IN VISITA AL CENTRO
PER LA RICERCA E LA CURA DELLA SLA
Sinergia e organizzazione finalizzate alla ricerca clinica e di
base, e quindi alla terapia,
di una patologia neurologica a tutt’oggi sempre più
ingravescente. Ma uno spiraglio di ottimismo non deve venire meno, a fronte di
un maggior sostegno della ricerca
di
Ernesto Bodini
L’équipe al completo del CRESLA
Descrivere
le attività medico-sanitarie dalle caratteristiche specifiche come quelle
attinenti al Centro Regionale Esperto per la Sclerosi Laterale Amiotrofica (CRESLA)
della Città della Salute e della Scienza presso il presidio Molinette di Torino,
richiede un minimo di “coinvolgimento” e di partecipazione nel seguire il lavoro
di clinici e ricercatori, comprese le visite ambulatoriali.

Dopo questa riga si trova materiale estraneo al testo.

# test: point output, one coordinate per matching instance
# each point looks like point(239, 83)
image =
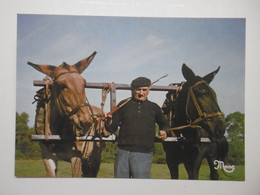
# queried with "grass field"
point(35, 168)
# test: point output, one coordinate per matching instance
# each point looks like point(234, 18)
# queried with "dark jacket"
point(136, 121)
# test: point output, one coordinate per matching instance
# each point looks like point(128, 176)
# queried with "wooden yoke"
point(47, 130)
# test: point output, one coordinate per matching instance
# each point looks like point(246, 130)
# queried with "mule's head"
point(68, 99)
point(197, 103)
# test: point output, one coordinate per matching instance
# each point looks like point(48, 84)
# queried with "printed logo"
point(226, 168)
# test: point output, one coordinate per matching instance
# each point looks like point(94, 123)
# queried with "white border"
point(248, 9)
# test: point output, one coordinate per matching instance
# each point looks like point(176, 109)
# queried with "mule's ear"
point(45, 69)
point(209, 77)
point(187, 72)
point(83, 64)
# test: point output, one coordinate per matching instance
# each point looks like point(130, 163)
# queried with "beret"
point(141, 82)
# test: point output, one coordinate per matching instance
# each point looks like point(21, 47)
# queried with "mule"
point(71, 116)
point(193, 113)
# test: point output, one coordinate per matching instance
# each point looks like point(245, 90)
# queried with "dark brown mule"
point(71, 116)
point(195, 111)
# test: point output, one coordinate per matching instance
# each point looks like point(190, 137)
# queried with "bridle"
point(201, 115)
point(195, 123)
point(78, 107)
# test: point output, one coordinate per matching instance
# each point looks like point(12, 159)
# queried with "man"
point(136, 121)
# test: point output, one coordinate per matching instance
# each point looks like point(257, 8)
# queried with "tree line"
point(235, 133)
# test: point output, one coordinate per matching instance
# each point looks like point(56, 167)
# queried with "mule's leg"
point(92, 159)
point(173, 158)
point(76, 165)
point(50, 162)
point(213, 172)
point(51, 167)
point(193, 164)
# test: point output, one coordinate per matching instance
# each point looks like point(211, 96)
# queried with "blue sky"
point(128, 47)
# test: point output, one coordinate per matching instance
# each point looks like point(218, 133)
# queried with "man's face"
point(141, 93)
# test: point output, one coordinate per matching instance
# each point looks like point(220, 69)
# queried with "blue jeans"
point(132, 164)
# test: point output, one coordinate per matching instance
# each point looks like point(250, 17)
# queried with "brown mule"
point(70, 116)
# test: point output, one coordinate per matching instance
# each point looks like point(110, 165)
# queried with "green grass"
point(35, 168)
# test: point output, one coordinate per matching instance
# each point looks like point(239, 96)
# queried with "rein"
point(202, 115)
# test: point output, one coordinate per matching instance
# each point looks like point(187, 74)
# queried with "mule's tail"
point(223, 148)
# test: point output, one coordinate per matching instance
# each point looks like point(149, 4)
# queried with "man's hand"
point(162, 135)
point(108, 119)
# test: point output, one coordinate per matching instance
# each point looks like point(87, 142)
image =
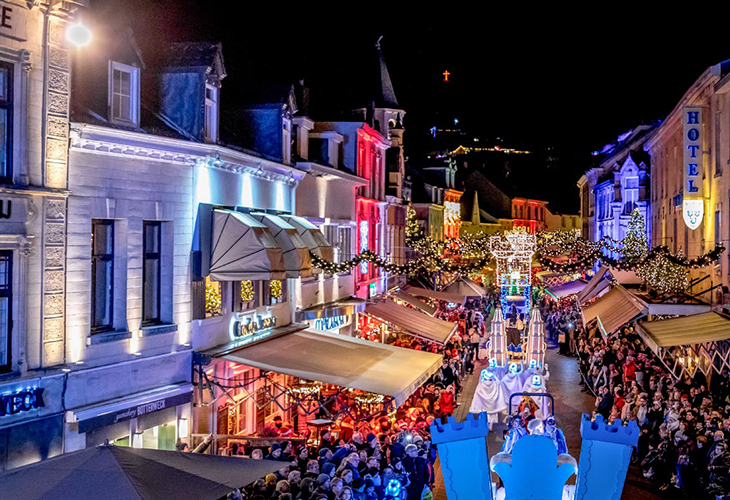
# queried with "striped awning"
point(243, 249)
point(297, 262)
point(614, 309)
point(686, 330)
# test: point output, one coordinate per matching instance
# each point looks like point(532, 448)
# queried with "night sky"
point(569, 85)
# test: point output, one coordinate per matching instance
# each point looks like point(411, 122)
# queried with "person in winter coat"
point(447, 402)
point(417, 471)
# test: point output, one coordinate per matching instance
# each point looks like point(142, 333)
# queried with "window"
point(6, 298)
point(211, 113)
point(102, 274)
point(277, 291)
point(151, 275)
point(6, 121)
point(123, 93)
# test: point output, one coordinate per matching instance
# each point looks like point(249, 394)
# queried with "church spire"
point(385, 95)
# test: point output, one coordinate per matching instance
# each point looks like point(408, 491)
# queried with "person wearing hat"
point(417, 472)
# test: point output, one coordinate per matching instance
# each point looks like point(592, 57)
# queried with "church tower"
point(388, 120)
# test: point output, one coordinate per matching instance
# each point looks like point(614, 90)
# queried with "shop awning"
point(411, 321)
point(592, 284)
point(312, 236)
point(425, 292)
point(466, 288)
point(340, 308)
point(414, 301)
point(125, 408)
point(243, 249)
point(614, 309)
point(686, 330)
point(297, 262)
point(566, 289)
point(343, 361)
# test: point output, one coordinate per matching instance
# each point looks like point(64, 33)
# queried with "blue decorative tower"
point(604, 458)
point(462, 450)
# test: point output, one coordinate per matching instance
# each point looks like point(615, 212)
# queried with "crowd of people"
point(684, 424)
point(389, 457)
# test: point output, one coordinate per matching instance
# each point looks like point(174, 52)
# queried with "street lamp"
point(78, 34)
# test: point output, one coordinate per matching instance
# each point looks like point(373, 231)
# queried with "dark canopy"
point(119, 473)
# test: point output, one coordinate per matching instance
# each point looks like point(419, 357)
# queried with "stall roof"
point(243, 249)
point(344, 361)
point(411, 321)
point(415, 302)
point(466, 287)
point(594, 282)
point(614, 309)
point(688, 330)
point(566, 289)
point(425, 292)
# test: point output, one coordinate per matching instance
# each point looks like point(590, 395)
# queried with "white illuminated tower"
point(497, 339)
point(536, 339)
point(513, 252)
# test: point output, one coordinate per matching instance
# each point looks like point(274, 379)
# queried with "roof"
point(384, 95)
point(340, 360)
point(411, 321)
point(194, 55)
point(614, 309)
point(687, 330)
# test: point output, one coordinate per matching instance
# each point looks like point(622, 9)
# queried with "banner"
point(693, 203)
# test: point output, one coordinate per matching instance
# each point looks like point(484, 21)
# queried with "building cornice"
point(123, 143)
point(330, 173)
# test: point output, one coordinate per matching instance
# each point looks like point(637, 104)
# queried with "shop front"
point(153, 419)
point(31, 420)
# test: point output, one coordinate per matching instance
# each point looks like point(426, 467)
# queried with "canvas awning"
point(466, 288)
point(686, 330)
point(411, 321)
point(566, 289)
point(312, 236)
point(614, 309)
point(425, 292)
point(414, 301)
point(339, 308)
point(592, 284)
point(297, 262)
point(243, 249)
point(344, 361)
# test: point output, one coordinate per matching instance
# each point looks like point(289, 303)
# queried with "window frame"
point(8, 104)
point(102, 258)
point(152, 256)
point(134, 91)
point(6, 291)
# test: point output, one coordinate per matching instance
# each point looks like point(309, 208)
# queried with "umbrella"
point(119, 473)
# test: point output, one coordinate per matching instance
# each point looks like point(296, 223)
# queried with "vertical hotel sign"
point(693, 204)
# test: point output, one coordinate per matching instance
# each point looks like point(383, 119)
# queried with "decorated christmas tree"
point(635, 248)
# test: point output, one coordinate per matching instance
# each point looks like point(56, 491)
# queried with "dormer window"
point(211, 113)
point(123, 93)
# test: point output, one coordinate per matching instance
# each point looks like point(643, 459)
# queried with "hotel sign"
point(693, 203)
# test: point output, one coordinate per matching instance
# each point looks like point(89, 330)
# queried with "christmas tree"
point(635, 248)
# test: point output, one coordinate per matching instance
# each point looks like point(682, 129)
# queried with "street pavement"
point(570, 404)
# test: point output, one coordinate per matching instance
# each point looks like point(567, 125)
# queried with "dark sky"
point(536, 81)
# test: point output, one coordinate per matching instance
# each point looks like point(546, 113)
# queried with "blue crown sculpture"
point(617, 433)
point(459, 431)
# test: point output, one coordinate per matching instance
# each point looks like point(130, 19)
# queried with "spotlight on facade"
point(78, 34)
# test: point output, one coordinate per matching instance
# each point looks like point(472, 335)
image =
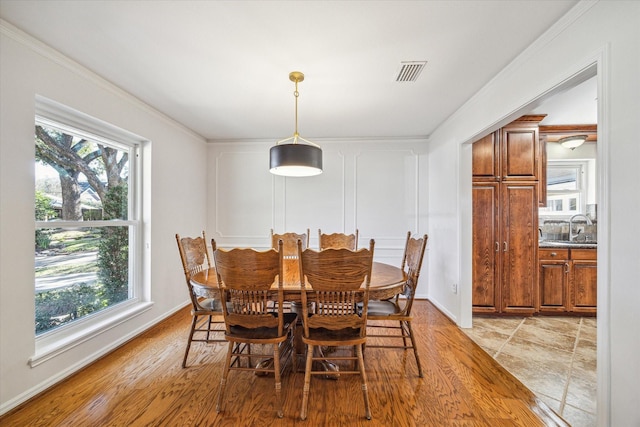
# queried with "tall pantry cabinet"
point(506, 174)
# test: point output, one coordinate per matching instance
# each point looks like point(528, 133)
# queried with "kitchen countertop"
point(566, 244)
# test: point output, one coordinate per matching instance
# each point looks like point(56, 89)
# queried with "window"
point(87, 222)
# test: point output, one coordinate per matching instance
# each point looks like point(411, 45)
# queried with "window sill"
point(57, 342)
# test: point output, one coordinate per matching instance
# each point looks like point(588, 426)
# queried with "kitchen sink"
point(567, 244)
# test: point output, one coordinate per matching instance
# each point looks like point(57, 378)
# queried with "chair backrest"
point(412, 264)
point(290, 242)
point(245, 279)
point(195, 258)
point(335, 281)
point(338, 240)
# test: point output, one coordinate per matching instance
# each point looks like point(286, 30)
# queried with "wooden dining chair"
point(337, 280)
point(246, 280)
point(394, 315)
point(338, 240)
point(290, 242)
point(206, 313)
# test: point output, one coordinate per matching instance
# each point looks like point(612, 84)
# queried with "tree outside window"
point(83, 224)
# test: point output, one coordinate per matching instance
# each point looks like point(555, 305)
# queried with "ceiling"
point(221, 68)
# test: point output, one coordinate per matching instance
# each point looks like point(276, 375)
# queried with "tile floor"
point(555, 357)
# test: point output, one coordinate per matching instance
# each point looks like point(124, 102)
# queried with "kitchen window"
point(566, 192)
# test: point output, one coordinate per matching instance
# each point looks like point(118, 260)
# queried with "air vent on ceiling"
point(410, 70)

In questo Centro le
attività sono molto variegate e comprendono essenzialmente la clinica (diagnosi
e terapia), la ricerca, la
programmazione e la didattica agli studenti e agli specializzandi. «L’attività clinica – spiega Andrea
Calvo, professore associato di Neurologia – comporta
la fase della prima diagnosi o la seconda opinion. I pazienti giungono al
nostro Centro perché segnalati dal loro medico di famiglia o dai nostri
colleghi neurologi, e non di rado provengono anche da altre Regioni. Se di un
paziente non è possibile stabilire sin dall’inizio la diagnosi lo si prende in
carico organizzando direttamente le prenotazioni per gli approfondimenti
clinico-diagnostico-strumentali. In seguito, dopo eventuale diagnosi, viene
sottoposto ad un programma terapeutico che comprende sia i farmaci che gli
ausilii ortesici di supporto, ed eventualmente anche il sostegno psicologico».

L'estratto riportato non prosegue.